In African-American children, reaching the vitD RDA was associated with significantly higher mean serum 25-D concentrations for the 20% carrying the VDBP 1S allele than for the large majority without this allele (77 vs. 61 nmol/L 25-D; p=0.038). Children with the Gc1S/1S homozygous genotype (30% Caucasians, 24% Hispanics, 2% African-Americans) who met RDA had 51% (39 nmol/L) greater mean serum 25-D than those below RDA (p<0.0001).

Conclusions:

VDBP genetic variability was a significant factor affecting childhood vitD status when following RDA guidelines. This study may inform public health policy of uniformity in recommended childhood vitD dosage, especially regarding racially/ethnically-associated disparities.

INTRODUCTION

Vitamin D (vitD) binding protein (VDBP), originally called Gc-globulin, is one of the most abundant serum proteins and transports 85–90% of circulating vitD metabolites (1, 2). VDBP is also the product of one of the most polymorphic genes in the human population (3, 4). For the most common VDBP alleles, significant frequency differences can be demonstrated within even small groups of racially-diverse people (57).
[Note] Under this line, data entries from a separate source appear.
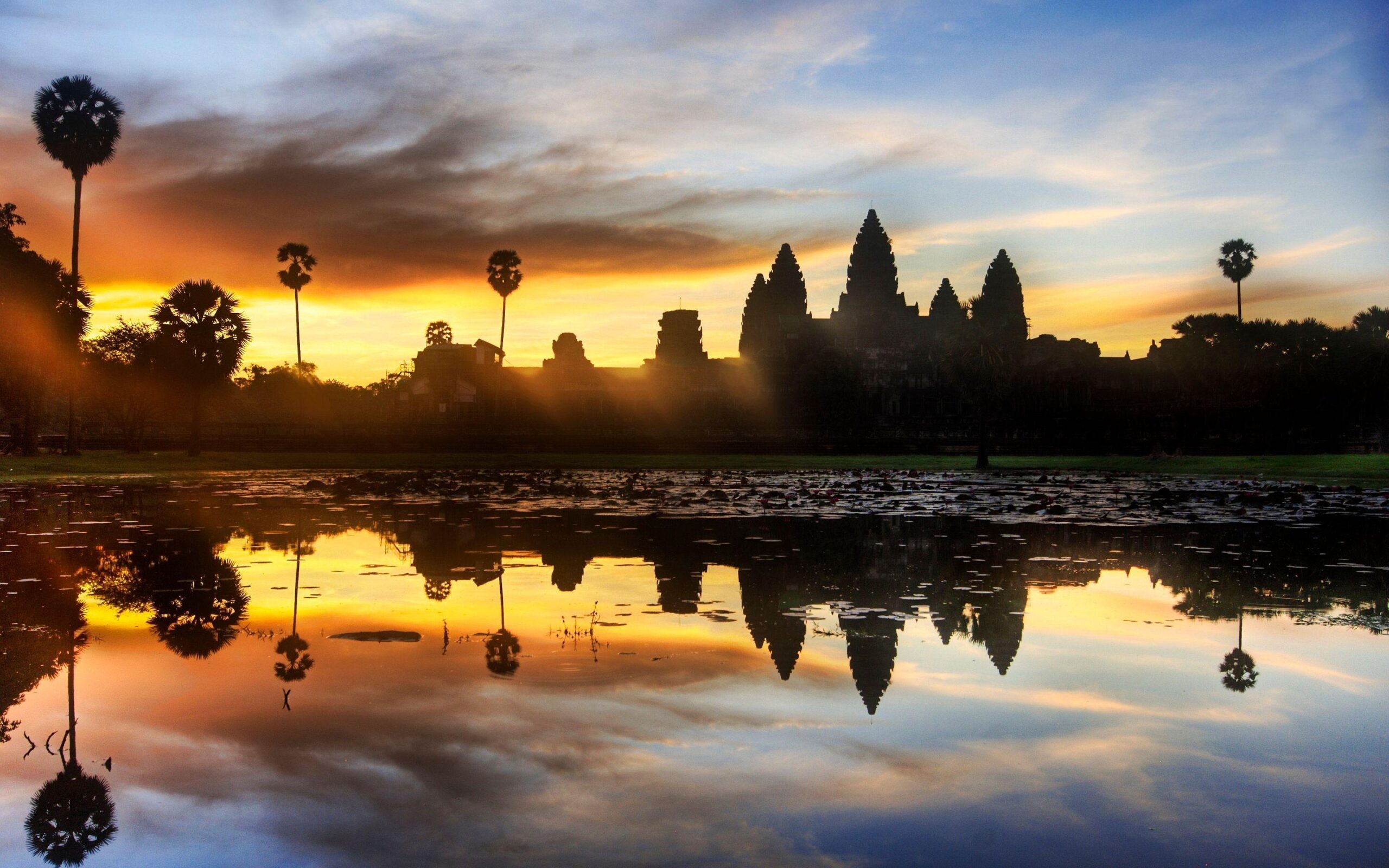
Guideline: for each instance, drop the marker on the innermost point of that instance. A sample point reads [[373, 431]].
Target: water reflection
[[73, 814], [292, 648], [693, 613], [194, 596]]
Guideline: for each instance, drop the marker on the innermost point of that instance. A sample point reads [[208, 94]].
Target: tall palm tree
[[202, 338], [1237, 261], [298, 663], [296, 277], [73, 814], [502, 648], [1238, 668], [78, 125], [505, 277]]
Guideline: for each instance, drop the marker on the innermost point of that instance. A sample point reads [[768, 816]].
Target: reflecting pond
[[676, 670]]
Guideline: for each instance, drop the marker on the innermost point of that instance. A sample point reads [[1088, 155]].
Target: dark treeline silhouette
[[970, 579], [878, 374]]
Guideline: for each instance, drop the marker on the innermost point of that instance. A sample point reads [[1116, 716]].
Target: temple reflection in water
[[859, 577]]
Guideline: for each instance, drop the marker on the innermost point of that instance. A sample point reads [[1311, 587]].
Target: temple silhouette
[[877, 374]]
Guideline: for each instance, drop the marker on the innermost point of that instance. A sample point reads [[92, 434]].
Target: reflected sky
[[773, 691]]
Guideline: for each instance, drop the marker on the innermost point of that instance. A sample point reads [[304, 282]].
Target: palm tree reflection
[[194, 595], [1238, 668], [504, 646], [298, 663], [73, 814]]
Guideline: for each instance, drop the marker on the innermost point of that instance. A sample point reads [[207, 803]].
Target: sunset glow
[[649, 156]]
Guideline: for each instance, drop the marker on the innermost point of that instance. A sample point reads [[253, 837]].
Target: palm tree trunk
[[195, 432], [981, 460], [294, 624], [73, 703], [77, 224], [299, 349], [71, 446]]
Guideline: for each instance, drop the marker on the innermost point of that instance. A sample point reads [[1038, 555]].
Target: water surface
[[673, 670]]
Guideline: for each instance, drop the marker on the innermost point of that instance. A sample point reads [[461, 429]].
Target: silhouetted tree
[[298, 663], [122, 367], [296, 277], [1239, 673], [438, 333], [505, 277], [41, 313], [202, 338], [1238, 667], [1373, 321], [194, 596], [1237, 261], [502, 649], [73, 814], [78, 125], [9, 217]]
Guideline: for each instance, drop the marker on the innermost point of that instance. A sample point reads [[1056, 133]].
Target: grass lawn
[[1363, 470]]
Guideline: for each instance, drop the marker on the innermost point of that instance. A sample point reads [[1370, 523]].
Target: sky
[[648, 156]]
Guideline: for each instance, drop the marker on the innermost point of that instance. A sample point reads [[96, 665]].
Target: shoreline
[[1372, 470]]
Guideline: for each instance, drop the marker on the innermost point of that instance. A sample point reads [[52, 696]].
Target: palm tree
[[296, 277], [502, 648], [78, 125], [1373, 321], [298, 663], [202, 338], [1237, 261], [438, 333], [73, 814], [1238, 667], [505, 278]]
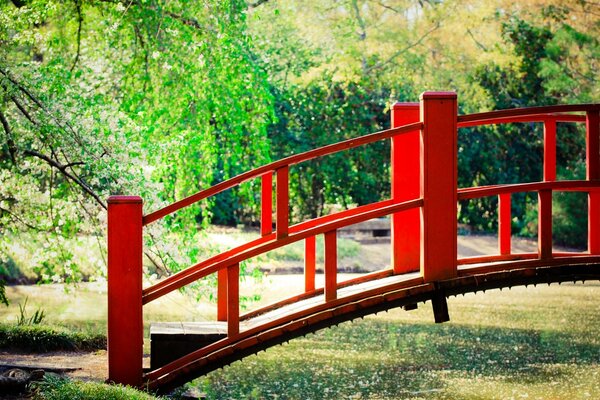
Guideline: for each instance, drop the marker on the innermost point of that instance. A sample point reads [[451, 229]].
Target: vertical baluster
[[266, 204], [550, 149], [504, 223], [310, 263], [233, 300], [222, 295], [438, 185], [283, 196], [330, 265], [405, 186], [545, 224], [593, 174]]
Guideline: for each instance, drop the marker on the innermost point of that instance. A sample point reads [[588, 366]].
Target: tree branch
[[12, 148], [63, 170]]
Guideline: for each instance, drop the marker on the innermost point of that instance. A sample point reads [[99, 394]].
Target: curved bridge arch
[[424, 266], [329, 314]]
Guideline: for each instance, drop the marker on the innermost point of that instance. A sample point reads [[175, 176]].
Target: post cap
[[438, 95], [405, 105], [119, 199]]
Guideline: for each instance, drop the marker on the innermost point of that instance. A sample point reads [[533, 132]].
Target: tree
[[107, 97]]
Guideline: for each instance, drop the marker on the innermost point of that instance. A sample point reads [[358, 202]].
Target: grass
[[534, 343], [527, 343], [54, 388], [41, 338]]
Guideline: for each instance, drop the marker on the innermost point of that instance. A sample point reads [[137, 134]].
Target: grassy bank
[[527, 343]]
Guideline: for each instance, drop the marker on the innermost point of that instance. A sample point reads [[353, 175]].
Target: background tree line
[[165, 98]]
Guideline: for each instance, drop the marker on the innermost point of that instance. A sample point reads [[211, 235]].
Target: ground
[[90, 301]]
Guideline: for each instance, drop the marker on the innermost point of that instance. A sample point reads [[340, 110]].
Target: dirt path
[[79, 365]]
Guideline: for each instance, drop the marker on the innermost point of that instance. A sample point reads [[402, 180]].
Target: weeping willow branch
[[62, 168]]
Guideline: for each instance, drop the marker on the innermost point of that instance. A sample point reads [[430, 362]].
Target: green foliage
[[165, 98], [57, 388], [3, 298], [40, 338], [487, 351], [23, 319]]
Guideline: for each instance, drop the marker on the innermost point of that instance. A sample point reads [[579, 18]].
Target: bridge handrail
[[528, 114], [492, 190], [288, 161], [268, 243], [437, 169]]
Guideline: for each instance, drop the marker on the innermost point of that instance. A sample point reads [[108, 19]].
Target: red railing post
[[504, 223], [438, 185], [310, 263], [266, 204], [222, 294], [592, 125], [125, 324], [282, 204], [330, 265], [404, 174], [233, 300]]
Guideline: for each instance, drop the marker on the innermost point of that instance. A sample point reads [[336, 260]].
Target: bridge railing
[[423, 188]]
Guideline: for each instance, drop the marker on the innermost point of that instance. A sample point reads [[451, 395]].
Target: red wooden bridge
[[425, 267]]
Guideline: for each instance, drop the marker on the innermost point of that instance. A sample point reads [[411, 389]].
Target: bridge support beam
[[440, 306], [125, 326], [405, 174], [438, 185]]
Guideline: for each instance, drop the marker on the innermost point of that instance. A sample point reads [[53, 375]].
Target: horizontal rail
[[516, 257], [412, 288], [267, 243], [493, 190], [267, 238], [517, 112], [522, 119], [291, 160], [319, 291]]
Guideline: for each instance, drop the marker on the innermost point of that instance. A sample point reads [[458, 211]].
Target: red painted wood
[[405, 176], [266, 204], [222, 295], [504, 223], [493, 190], [550, 149], [330, 265], [594, 222], [283, 200], [518, 119], [295, 159], [516, 112], [310, 263], [438, 185], [592, 126], [125, 325], [317, 292], [203, 269], [545, 224], [233, 300], [593, 174]]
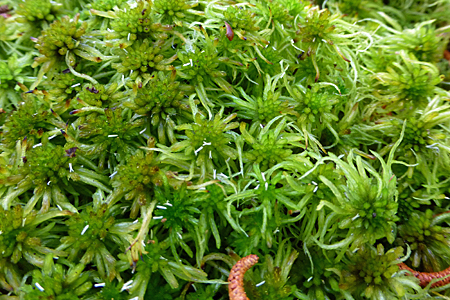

VDBP variants may directly impact interpretation of clinical data, as the isoforms have different binding affinities for vitD metabolites and are associated with discriminatory serum concentrations of these metabolites, including 25-hydroxyvitamin D (25-D; 25OHD; calcidiol), the principal circulating form accepted as the indicator of “vitD status” (810). Taken together with racial/ethnic-associated differences in vitD deficiency rates, as well as other health disparities, VDBP genetic variations may have important implications that have yet to be fully addressed in public health policy.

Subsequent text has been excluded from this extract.